Une fenêtre d’opportunités d’investissement
Une des conséquences de la crise sanitaire sur le marché du crédit sera la recrudescence de « Fallen Angels », ces titres déchus de notation Investment Grade en notation High Yield. L’année 2020 marque déjà un point haut de 10 ans avec un volume de dégradations qui représente 164 milliards de dollars aux Etats-Unis, incluant des émetteurs au poids important comme Pemex, Ford ou Occidental Petroleum, et 39 milliards d’euros en Europe. « Cette tendance devrait s’accentuer dans les mois à venir et nous nous attendons à voir 170 milliards d’euros de titres supplémentaires dégradés en High Yield en zone euro, 500 milliards de dollars sur le marché américain. Un volume important mais pas inédit en proportion du marché High Yield » qualifie Florent Rouget de Conigliano, Gérant High Yield chez Swiss Life Asset Managers France.Les vagues de Fallen Angels précédentes à l’image des dégradations survenues lors de la crise technologique de 2001-2002, de la crise des financières de 2008 ou de la crise des pétrolières et minières de 2015, sont riches d’enseignements. « En effet, nous avons constaté que les Fallen Angels surviennent après la période de crise et ne repricent généralement pas le marché High Yield : ils n’ont pas d’impact sur les autres valeurs du marché.

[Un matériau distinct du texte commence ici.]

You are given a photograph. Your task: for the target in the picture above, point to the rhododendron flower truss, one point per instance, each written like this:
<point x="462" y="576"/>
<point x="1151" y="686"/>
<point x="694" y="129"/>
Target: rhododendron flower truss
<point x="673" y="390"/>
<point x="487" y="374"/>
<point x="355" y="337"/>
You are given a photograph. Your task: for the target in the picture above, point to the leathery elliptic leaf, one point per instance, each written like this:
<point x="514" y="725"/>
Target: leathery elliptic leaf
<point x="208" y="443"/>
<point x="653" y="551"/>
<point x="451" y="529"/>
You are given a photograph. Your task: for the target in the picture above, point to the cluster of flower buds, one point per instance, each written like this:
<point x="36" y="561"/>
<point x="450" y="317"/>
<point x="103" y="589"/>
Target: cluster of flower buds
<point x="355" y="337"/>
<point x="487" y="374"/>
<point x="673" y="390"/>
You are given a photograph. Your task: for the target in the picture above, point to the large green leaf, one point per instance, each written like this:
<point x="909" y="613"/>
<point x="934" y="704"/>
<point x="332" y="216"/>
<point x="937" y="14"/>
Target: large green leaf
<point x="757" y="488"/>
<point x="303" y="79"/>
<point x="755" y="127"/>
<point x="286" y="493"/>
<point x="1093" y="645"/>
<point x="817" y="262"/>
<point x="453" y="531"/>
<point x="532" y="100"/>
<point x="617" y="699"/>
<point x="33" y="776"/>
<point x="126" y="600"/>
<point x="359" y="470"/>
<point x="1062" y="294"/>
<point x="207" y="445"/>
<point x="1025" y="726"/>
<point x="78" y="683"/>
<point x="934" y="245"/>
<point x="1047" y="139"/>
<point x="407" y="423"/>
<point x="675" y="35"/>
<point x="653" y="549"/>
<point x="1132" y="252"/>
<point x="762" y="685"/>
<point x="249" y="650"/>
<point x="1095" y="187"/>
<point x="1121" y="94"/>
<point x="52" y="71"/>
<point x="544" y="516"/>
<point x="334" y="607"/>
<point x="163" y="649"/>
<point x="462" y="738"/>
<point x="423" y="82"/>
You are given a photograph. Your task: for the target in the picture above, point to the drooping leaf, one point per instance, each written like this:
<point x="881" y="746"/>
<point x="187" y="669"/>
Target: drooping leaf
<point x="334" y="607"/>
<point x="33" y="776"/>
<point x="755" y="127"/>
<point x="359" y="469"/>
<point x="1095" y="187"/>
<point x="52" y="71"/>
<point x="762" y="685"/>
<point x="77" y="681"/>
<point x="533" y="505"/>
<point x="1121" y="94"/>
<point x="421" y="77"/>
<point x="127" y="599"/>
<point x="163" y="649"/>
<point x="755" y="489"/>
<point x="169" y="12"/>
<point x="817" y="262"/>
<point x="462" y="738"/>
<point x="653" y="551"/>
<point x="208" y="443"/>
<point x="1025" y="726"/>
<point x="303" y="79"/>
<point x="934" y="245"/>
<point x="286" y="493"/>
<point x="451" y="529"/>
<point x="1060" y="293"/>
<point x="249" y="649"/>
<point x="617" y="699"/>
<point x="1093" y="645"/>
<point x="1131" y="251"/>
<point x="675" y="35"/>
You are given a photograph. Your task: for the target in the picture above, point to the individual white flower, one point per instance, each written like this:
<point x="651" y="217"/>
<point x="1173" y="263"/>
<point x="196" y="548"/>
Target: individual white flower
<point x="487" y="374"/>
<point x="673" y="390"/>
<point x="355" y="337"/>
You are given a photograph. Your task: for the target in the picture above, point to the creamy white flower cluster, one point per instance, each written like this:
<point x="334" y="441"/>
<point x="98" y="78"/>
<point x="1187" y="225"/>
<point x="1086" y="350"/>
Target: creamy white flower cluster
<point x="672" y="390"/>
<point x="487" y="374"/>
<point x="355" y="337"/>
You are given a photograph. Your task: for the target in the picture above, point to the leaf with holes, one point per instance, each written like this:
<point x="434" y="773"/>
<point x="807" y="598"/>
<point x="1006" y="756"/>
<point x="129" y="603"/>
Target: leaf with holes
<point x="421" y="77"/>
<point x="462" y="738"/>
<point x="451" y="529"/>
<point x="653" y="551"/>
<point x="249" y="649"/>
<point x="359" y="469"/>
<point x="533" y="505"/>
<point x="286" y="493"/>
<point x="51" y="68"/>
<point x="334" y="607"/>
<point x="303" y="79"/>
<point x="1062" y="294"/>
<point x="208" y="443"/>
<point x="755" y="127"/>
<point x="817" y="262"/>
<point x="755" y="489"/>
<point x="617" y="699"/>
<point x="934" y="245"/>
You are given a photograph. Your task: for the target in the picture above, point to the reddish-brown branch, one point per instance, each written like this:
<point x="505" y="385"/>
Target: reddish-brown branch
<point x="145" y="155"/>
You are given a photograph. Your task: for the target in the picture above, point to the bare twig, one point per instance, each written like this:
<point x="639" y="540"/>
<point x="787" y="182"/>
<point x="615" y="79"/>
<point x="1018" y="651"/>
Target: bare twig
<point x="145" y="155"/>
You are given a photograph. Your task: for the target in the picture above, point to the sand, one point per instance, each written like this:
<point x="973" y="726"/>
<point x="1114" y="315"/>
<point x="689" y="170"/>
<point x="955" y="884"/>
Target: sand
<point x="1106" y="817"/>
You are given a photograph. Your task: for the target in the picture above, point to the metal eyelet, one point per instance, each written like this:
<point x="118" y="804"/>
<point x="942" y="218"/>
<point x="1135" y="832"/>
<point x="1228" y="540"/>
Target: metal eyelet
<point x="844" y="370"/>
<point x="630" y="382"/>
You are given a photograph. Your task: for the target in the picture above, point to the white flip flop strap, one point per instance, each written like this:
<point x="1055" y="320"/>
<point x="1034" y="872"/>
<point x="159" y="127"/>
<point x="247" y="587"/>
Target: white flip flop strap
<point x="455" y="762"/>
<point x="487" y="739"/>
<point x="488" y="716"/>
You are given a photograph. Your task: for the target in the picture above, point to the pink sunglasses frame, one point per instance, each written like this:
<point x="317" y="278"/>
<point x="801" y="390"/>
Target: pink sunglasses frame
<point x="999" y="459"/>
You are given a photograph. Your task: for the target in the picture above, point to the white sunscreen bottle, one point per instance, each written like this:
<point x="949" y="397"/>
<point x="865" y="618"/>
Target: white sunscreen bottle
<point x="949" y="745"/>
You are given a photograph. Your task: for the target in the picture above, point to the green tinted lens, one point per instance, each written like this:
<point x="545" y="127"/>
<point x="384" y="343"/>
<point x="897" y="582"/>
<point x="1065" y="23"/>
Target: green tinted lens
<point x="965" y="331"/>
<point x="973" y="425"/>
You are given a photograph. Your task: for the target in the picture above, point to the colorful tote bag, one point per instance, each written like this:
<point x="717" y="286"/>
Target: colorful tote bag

Et lors de chaque vague, les spreads de crédit se sont resserrés à mesure que la crise s’estompait, malgré la recrudescence des Fallen Angels ». Enfin, une fois passé l’effet ‘flux’, ces vagues ont toujours été favorables à l’ensemble du marché High Yield grâce à l’amélioration du gisement moyen des émetteurs de ce segment de marché, d’autant que les émetteurs déchus retournent fréquemment en compartiment Investment Grade.
« A l’aune de ces évolutions lors des grandes vagues de dégradations, nous sommes convaincus qu’une fenêtre d’opportunités d’investissement s’ouvre aujourd’hui. La période est volatile mais potentiellement source de performance, et offre une diversification accrue. Les émissions sur le marché primaire High Yield nous semblent relativement lucratives » explique Florent Rouget de Conigliano.
En somme, « l’horizon du marché High Yield s’est éclairci » conclut Edouard Faure, Responsable de la Gestion High Yield chez Swiss Life Asset Managers France. Cette crise sanitaire est sans précédent, mais la rapidité de réaction des Etats et des banques centrales a fortement rassuré les marchés, ce qui soutient les prémices du rebond. « Les niveaux de spreads compensent la hausse attendue des taux de défaut. Le moment est propice pour de nouveaux investissements, à condition de conserver une approche sélective et diversifiante afin de limiter l’impact des défauts ».